We have seen small medical practices infected with ransomware as well. This is not just a hospital system issue. Thank you for a very informative piece.
Although medical practices of all sizes have been slow to respond to the security threat, I think that the current round of ransomware will change things.
As the article states, ransomware goes right to the heart of the clinical practice, preventing administration of medicine and treatment of patients. It’s an existential threat and will be responded to as such.

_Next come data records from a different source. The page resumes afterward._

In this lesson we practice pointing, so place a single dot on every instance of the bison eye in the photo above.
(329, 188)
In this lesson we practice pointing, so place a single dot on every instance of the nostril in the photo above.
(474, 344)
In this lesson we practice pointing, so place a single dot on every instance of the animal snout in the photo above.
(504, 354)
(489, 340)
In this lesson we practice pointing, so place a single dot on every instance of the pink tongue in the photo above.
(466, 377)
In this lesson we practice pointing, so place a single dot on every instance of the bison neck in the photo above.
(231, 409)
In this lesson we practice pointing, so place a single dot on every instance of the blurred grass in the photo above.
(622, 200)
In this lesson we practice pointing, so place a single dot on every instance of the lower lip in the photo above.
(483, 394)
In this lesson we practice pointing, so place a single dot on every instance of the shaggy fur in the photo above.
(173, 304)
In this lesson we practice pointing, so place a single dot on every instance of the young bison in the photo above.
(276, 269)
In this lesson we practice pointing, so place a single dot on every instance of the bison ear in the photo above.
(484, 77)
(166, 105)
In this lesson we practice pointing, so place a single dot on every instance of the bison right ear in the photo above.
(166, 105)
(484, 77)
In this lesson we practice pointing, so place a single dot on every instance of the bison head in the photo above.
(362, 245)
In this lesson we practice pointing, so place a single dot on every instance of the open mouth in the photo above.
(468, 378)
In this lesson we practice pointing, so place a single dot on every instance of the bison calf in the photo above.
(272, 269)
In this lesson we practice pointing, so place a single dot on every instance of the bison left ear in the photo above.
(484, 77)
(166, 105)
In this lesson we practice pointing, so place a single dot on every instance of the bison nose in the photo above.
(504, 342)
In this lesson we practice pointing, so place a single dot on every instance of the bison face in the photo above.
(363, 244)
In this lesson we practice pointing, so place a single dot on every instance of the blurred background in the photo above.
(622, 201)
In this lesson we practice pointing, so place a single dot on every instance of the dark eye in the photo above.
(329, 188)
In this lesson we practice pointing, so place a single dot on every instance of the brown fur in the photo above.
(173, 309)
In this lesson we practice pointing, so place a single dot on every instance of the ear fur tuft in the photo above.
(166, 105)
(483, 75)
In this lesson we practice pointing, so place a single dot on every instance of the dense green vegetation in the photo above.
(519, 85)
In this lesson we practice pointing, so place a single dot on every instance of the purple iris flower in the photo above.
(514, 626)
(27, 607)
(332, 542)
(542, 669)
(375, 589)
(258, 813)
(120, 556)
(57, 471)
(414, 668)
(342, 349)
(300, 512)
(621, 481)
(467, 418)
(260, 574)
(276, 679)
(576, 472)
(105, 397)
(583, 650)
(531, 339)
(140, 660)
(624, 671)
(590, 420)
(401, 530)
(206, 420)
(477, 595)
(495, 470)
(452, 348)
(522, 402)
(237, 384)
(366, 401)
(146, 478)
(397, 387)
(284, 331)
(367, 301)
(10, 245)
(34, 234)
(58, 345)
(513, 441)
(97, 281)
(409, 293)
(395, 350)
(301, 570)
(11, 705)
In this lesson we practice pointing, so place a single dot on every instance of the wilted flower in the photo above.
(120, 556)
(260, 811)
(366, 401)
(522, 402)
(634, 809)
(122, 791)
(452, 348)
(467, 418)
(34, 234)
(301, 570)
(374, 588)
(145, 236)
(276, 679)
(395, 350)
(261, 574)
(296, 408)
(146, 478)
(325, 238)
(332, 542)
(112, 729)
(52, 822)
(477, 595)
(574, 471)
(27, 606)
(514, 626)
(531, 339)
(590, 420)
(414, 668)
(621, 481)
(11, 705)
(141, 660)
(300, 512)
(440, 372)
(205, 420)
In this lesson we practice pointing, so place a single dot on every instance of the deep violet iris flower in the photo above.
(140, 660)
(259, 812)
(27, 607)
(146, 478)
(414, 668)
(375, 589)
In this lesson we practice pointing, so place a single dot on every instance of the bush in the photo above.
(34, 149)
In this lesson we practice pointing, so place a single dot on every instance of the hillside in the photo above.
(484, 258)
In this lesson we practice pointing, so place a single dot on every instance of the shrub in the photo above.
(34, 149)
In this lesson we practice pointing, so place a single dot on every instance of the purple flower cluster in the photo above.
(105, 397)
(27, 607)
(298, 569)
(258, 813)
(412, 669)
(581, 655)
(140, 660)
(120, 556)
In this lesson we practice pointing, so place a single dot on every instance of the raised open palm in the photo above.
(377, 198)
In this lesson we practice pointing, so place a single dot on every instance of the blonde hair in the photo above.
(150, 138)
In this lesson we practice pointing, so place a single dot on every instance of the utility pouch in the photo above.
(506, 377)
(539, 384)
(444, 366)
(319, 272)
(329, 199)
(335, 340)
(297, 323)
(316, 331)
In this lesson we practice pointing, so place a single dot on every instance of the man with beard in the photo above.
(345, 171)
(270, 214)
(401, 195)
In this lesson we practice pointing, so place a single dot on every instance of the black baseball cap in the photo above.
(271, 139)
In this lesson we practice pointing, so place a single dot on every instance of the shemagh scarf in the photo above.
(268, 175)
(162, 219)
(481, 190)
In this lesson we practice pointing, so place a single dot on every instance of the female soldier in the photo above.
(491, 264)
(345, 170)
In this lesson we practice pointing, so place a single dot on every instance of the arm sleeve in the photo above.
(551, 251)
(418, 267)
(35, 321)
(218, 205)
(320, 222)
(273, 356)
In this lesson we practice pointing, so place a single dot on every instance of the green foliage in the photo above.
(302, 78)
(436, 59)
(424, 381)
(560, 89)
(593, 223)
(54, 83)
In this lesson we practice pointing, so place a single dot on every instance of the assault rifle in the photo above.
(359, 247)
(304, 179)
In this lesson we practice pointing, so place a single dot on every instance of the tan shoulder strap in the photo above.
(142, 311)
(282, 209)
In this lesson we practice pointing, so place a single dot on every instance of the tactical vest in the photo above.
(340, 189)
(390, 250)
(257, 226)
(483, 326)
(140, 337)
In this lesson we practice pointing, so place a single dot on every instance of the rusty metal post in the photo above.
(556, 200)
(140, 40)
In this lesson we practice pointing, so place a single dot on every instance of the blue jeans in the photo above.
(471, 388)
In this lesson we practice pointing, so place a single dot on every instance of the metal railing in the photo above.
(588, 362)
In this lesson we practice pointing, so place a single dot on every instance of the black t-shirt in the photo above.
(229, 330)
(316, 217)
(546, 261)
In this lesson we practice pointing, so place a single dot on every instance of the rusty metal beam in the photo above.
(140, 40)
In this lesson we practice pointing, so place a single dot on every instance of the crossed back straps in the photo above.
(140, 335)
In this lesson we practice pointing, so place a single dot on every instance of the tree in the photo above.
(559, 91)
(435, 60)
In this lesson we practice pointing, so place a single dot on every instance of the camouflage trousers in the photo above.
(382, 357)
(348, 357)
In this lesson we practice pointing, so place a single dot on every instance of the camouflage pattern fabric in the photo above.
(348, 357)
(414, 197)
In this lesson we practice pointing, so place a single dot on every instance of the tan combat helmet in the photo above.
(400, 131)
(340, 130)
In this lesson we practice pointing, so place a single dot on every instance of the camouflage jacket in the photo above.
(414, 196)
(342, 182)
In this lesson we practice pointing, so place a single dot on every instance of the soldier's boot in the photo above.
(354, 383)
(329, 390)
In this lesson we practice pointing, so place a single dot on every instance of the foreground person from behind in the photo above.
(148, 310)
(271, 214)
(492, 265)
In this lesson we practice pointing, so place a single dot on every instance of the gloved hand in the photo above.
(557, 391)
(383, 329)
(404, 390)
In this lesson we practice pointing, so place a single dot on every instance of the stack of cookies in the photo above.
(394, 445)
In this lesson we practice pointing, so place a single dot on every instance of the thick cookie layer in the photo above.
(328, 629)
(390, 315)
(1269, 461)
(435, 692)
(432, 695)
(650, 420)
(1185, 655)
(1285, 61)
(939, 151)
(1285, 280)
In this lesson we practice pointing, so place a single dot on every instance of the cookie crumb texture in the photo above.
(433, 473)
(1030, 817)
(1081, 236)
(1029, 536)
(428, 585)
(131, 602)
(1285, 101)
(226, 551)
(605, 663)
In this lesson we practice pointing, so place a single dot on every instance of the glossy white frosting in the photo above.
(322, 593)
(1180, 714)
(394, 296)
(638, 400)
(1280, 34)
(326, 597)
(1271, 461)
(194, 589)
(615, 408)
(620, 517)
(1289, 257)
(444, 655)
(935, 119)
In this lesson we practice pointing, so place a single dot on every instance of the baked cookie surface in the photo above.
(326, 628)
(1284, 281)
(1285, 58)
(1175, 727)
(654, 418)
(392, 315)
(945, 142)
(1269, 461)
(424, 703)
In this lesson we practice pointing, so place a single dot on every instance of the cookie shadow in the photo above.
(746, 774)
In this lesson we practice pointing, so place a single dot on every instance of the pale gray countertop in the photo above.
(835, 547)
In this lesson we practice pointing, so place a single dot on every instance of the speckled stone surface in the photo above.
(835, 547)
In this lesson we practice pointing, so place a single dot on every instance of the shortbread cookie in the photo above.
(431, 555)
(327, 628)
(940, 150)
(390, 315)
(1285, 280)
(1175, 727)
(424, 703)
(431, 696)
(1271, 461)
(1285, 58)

Paying the ransom is expedient at the moment. I expect that too will change as the criminals return again and again. Blackmailers always do. Expect the rate of ransom payments to decline as organizations who don’t already know this, learn it.
Security is going to rocket to the top of the To-Do list in the next year.
Excellent article on this menace to our industry. I am shocked by how easy this can be used as a tool to extort $$ and potentially destroy a system.
Brian Too is correct…this is an existential threat that needs to be dealt with. Prevention is the key; detection and eradication before the ransom event is IMPERATIVE.
Awesome article. My practice just had to pay $1600 in ransomeware for an eClinical Works hack today. Still not back up and running… this is a real issue.